Budget récapitulatif, chapitre 17.
| Mesure | Coût annuel | Financement | Horizon |
|---|---|---|---|
| Aide juridictionnelle élargie | 300–500 M€ | Budget justice | Loi de finances année 1 |
| Chambres spécialisées (VIF, narcotrafic, mineurs) | 200–300 M€ | Budget justice | Déploiement 5 ans |
| Juges de proximité et médiation obligatoire | 150–200 M€ | Budget justice | Une législature |
| Réforme carcérale et accompagnement sortie (dont 150–200 M€ hébergement judiciaire) | 400–600 M€ | Budget justice + économies récidive | Montée en charge 5 ans |
| Dématérialisation accélérée | ~60 M€ (lissé sur 3 ans) | Budget justice | Investissement sur 3 ans |
| Dépénalisation de l'usage (économie judiciaire) | −200 à −350 M€ | Redéploiement budget justice | Loi année 1, plein effet 5 à 7 ans |
| Total dépense récurrente nette | ~0,9–1,5 Md€/an | Sur budget justice ~10,5 Md€ | Trajectoire LOPJ prolongée au-delà de 2027 |
Une partie de cet investissement se finance par redéploiement : dépénalisation de l'usage, moins de détention provisoire abusive, moins de procédures longues, moins de récidive.
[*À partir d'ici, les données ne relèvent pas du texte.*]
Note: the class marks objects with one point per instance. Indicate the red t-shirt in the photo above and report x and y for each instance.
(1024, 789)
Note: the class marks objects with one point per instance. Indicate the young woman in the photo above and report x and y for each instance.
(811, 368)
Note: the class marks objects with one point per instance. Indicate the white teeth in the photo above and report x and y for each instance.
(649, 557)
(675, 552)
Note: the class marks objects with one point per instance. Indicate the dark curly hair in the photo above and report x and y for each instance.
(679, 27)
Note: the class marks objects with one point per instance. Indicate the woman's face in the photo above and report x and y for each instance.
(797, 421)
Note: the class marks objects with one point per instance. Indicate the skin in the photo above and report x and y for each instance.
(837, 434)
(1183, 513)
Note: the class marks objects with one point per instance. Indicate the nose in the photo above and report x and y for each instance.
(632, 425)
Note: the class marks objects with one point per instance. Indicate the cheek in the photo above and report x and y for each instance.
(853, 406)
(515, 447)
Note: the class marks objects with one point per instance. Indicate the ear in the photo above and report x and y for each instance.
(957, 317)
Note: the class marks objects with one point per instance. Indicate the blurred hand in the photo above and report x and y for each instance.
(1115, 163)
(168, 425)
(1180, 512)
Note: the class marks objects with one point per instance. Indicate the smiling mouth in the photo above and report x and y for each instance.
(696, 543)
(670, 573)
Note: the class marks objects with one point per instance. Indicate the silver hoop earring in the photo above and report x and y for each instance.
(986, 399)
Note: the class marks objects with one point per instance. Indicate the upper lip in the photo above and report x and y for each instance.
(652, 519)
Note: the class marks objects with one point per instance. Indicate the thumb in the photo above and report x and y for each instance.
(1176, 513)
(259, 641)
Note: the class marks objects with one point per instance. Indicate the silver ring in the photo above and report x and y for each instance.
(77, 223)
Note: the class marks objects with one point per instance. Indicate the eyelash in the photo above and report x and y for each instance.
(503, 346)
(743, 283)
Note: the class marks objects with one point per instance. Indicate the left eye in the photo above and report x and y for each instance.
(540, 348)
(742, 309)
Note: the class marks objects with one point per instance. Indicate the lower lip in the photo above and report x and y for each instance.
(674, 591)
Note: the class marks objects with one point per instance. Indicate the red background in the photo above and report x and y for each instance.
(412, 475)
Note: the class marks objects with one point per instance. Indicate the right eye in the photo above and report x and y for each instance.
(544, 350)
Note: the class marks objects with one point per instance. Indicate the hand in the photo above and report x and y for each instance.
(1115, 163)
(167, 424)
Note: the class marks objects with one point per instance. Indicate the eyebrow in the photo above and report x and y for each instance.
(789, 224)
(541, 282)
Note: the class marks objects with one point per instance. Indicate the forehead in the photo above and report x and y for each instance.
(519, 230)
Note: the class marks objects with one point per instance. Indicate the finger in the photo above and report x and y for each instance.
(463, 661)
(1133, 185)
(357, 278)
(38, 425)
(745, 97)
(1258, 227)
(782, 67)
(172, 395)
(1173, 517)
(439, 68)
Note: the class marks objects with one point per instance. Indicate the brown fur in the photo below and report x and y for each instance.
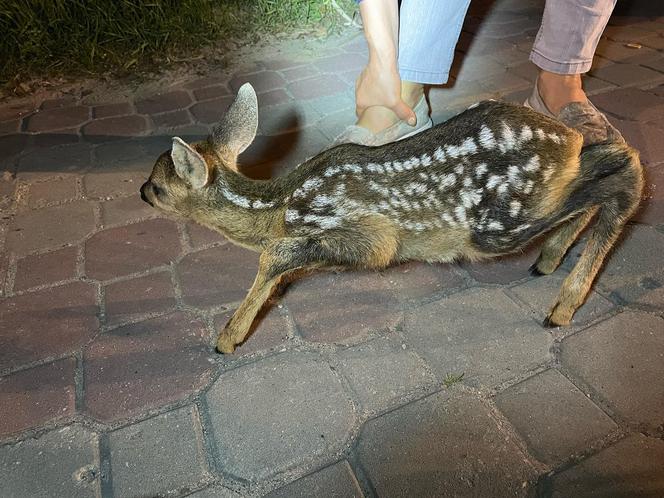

L'enjeu est de faire produire aux 10,5 milliards actuels un État de droit effectif, plutôt que d'empiler des dépenses ou de laisser tourner une machine lente que les citoyens contournent ou abandonnent.
La démocratie définit les règles ; la justice les fait respecter. Sans elle, les lois votées au chapitre précédent restent lettre morte pour ceux qui n'ont ni avocat ni temps d'attendre. Les règles sont désormais définies et leur application garantie ; reste la question que toute la dimension de l'appartenance prépare : qui vit ici, avec qui, et pour quelles générations ? C'est la prochaine marche du livre.
Les sources de ce chapitre figurent dans l'annexe, références [83], [88], [90], [92], [96], [216], [221], [223], [227], [281], [291], [294] à [306] et [330].